Так прошло несколько часов. Наконец месяц скрылся, холод стал ощутимее, звезды меркли одна за другой в глубине неба, которое постепенно окрашивалось в опаловый цвет с алым отливом.
Индеец, который как будто дремал, внезапно поднял голову, стряхнул с себя сон, пытливо осмотрелся вокруг и пробормотал про себя:
— Она не может быть далеко! Он повторил свой сигнал.
Едва замолк третий крик пилюка, как поблизости послышался тихий приглушенный рев.

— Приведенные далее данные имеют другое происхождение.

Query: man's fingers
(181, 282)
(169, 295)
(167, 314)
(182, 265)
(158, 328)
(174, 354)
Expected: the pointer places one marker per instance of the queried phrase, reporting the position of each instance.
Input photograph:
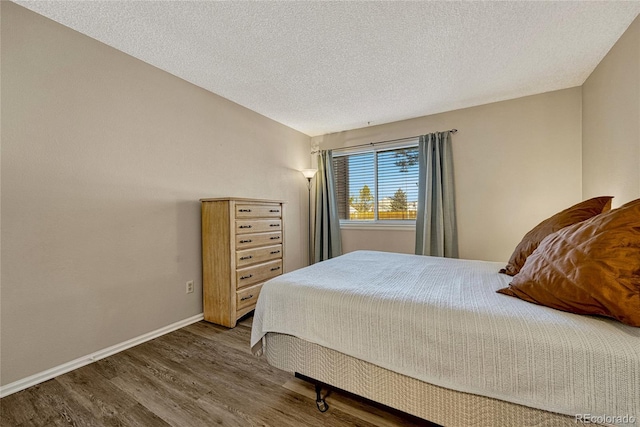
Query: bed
(431, 337)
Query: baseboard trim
(90, 358)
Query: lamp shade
(309, 173)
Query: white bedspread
(441, 321)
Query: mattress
(440, 321)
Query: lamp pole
(309, 174)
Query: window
(377, 185)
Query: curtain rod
(381, 142)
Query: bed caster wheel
(322, 405)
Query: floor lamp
(309, 174)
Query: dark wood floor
(200, 375)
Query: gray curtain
(436, 231)
(327, 240)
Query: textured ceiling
(321, 67)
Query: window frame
(377, 224)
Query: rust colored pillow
(588, 268)
(573, 215)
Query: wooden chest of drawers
(242, 247)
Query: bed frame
(436, 404)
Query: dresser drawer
(258, 273)
(245, 226)
(256, 255)
(258, 211)
(247, 297)
(244, 241)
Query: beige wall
(516, 162)
(611, 122)
(104, 159)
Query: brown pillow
(574, 214)
(588, 268)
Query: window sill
(378, 226)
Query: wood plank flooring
(200, 375)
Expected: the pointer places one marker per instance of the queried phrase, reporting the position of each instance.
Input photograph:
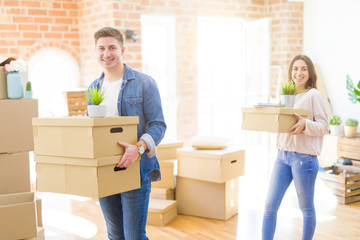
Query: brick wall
(28, 26)
(286, 36)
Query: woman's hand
(131, 153)
(299, 127)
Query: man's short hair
(109, 32)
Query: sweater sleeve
(318, 125)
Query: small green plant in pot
(350, 127)
(287, 95)
(95, 96)
(28, 92)
(353, 92)
(335, 125)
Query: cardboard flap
(82, 121)
(16, 198)
(161, 205)
(90, 162)
(210, 154)
(275, 110)
(162, 190)
(4, 60)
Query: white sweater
(310, 141)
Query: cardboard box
(270, 119)
(83, 137)
(349, 147)
(167, 150)
(3, 84)
(167, 169)
(211, 165)
(161, 212)
(163, 193)
(40, 234)
(93, 178)
(16, 128)
(39, 211)
(14, 173)
(17, 216)
(207, 199)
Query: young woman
(297, 151)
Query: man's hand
(299, 126)
(130, 155)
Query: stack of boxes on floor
(20, 210)
(207, 182)
(78, 155)
(162, 205)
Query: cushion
(207, 142)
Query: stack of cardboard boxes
(20, 210)
(207, 182)
(162, 205)
(78, 155)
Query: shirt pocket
(134, 106)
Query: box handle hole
(116, 168)
(116, 130)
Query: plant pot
(335, 130)
(15, 85)
(28, 94)
(287, 101)
(350, 131)
(96, 111)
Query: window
(52, 72)
(220, 77)
(158, 56)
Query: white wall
(332, 41)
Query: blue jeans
(303, 169)
(126, 213)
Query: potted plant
(28, 92)
(95, 96)
(353, 92)
(335, 125)
(350, 127)
(14, 80)
(287, 95)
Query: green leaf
(95, 95)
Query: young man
(129, 93)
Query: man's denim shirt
(139, 96)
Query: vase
(335, 130)
(28, 94)
(287, 101)
(15, 85)
(350, 131)
(96, 111)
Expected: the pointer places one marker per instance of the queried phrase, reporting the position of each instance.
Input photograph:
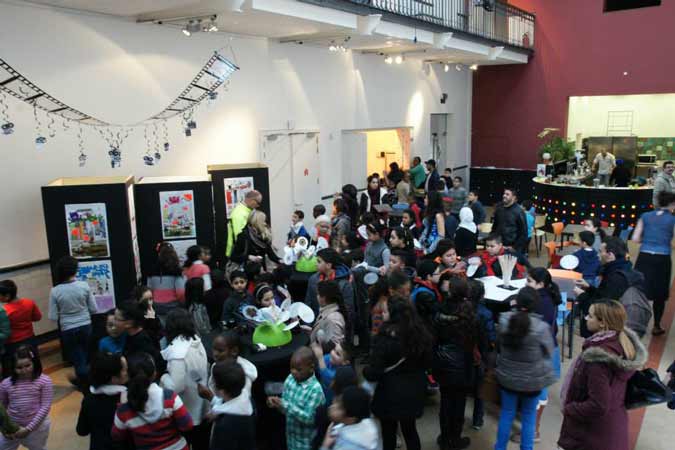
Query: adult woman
(523, 367)
(331, 324)
(166, 281)
(255, 242)
(187, 364)
(400, 354)
(466, 234)
(372, 196)
(434, 222)
(594, 415)
(654, 231)
(457, 336)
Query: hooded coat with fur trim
(595, 417)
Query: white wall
(123, 72)
(652, 114)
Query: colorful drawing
(178, 214)
(98, 275)
(87, 226)
(235, 190)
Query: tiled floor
(657, 432)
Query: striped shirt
(163, 434)
(27, 401)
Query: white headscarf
(466, 219)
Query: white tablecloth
(497, 294)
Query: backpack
(200, 316)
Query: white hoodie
(187, 365)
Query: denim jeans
(75, 345)
(528, 419)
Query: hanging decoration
(203, 86)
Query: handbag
(645, 388)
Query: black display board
(114, 193)
(149, 216)
(219, 173)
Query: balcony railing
(500, 22)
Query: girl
(195, 267)
(71, 304)
(27, 396)
(654, 232)
(434, 222)
(166, 281)
(372, 196)
(466, 234)
(400, 354)
(228, 346)
(331, 324)
(108, 376)
(523, 367)
(255, 242)
(187, 365)
(549, 298)
(152, 418)
(457, 337)
(592, 397)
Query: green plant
(558, 148)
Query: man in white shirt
(604, 164)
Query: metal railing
(500, 22)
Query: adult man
(417, 173)
(617, 275)
(604, 164)
(239, 217)
(433, 178)
(510, 222)
(664, 181)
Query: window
(620, 5)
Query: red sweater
(22, 313)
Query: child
(71, 304)
(301, 398)
(352, 427)
(228, 346)
(108, 375)
(27, 396)
(195, 267)
(152, 418)
(589, 261)
(297, 227)
(116, 338)
(237, 299)
(234, 422)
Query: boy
(238, 298)
(297, 227)
(116, 338)
(301, 398)
(589, 261)
(234, 423)
(352, 428)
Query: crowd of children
(171, 370)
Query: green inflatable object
(271, 335)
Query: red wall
(579, 50)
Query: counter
(619, 207)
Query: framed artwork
(98, 275)
(235, 190)
(178, 214)
(87, 227)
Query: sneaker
(460, 444)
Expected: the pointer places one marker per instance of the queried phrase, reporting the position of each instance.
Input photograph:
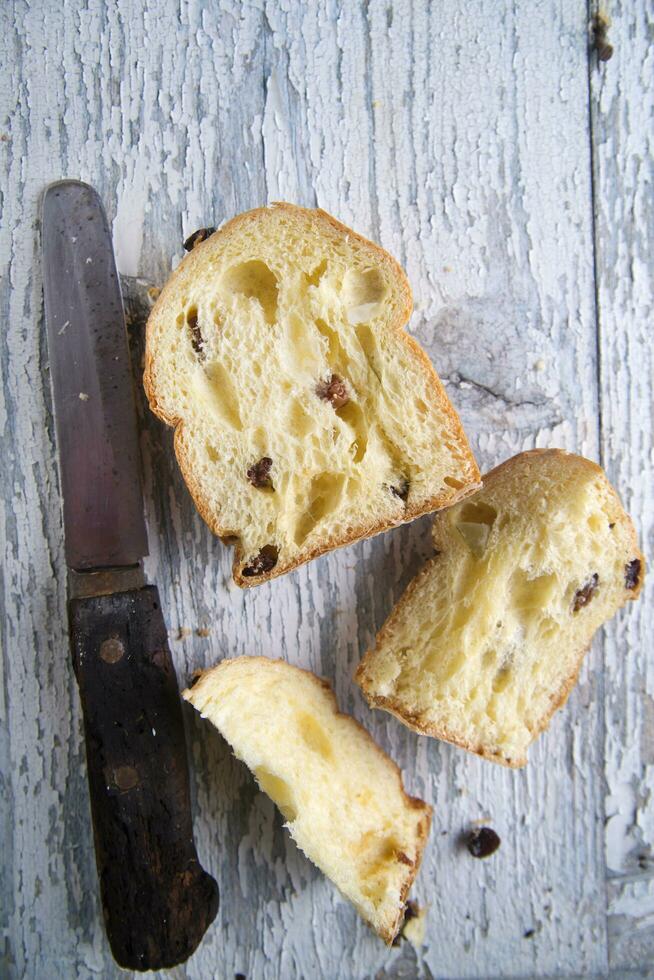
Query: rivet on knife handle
(157, 900)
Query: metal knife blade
(91, 381)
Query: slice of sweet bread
(305, 416)
(487, 641)
(342, 797)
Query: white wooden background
(512, 176)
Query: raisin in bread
(342, 797)
(487, 641)
(305, 417)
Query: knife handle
(156, 898)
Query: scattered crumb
(599, 27)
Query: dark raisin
(411, 910)
(632, 574)
(198, 236)
(259, 473)
(482, 842)
(401, 490)
(263, 562)
(333, 391)
(585, 593)
(197, 340)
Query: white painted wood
(458, 136)
(623, 129)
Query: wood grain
(459, 136)
(623, 170)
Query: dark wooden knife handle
(157, 900)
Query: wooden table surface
(511, 174)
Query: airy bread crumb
(305, 416)
(341, 795)
(487, 641)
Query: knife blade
(89, 365)
(157, 900)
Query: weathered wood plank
(457, 135)
(623, 155)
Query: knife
(156, 898)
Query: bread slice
(487, 641)
(305, 417)
(342, 797)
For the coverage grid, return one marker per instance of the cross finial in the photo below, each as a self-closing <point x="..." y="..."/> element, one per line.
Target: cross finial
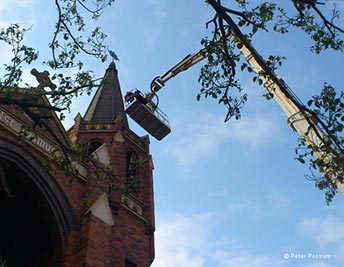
<point x="113" y="55"/>
<point x="43" y="79"/>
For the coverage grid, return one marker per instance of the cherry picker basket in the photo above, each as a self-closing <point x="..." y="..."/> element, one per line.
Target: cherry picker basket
<point x="148" y="116"/>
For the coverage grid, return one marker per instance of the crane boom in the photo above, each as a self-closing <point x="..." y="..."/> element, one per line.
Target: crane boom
<point x="298" y="118"/>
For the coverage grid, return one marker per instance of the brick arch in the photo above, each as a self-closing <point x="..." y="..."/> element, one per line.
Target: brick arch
<point x="50" y="193"/>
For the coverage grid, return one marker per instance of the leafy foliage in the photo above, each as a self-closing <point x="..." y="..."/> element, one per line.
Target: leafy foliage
<point x="218" y="77"/>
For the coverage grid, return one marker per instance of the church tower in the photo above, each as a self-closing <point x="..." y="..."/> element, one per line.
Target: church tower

Нисколько не смущаясь таким грозным призывом, индеец слегка улыбнулся и сказал громким и твердым голосом:
— Добро пожаловать, Волчица, вы знаете, что я вас жду.
— Ага! Ты тут! — ответил голос.
В кустах, против того места, где расположился индеец, раздался довольно сильный шелест листьев, тростник и лианы раздвинулись сильной рукой, и в образовавшемся проеме показалась женщина.
Она осторожна высунула голову и осмотрелась.
— Я один, — сказал индеец, отвечая на безмолвный вопрос, — подходите без опасения.
Улыбка неуловимого выражения мелькнула на губах женщины при этом ответе, которого она, вероятно, не ожидала.
— Я ничего не боюсь, — сказала она и смело подошла к вождю.
Теперь мы прервем на минуту наш рассказ, чтобы сообщить об этой женщине несколько сведений, очень неопределенных, правда, так как можем повторить только то, что говорили о ней индейцы, но тем не менее необходимых читателю, чтобы он мог понять дальнейшие события.
Никто не знал ни кто эта женщина, ни откуда она пришла, ни время, когда она в первый раз появилась в прериях.
Что она делала теперь и где было ее убежище — также никому не было известно.
Все в ней составляло непроницаемую тайну.
Хотя она свободно и чисто говорила на всех наречиях многочисленных обитателей прерий, порой некоторые обороты речи и цвет ее кожи, не такой темный, как у туземцев, заставляли предполагать, что она другого племени, чем они, — но, во всяком случае, все это оставалось одним только предположением. Ее ненависть к индейцам была хорошо известна, и даже самые храбрые из них не отважились бы взглянуть на нее вблизи, чтобы проверить, так ли это.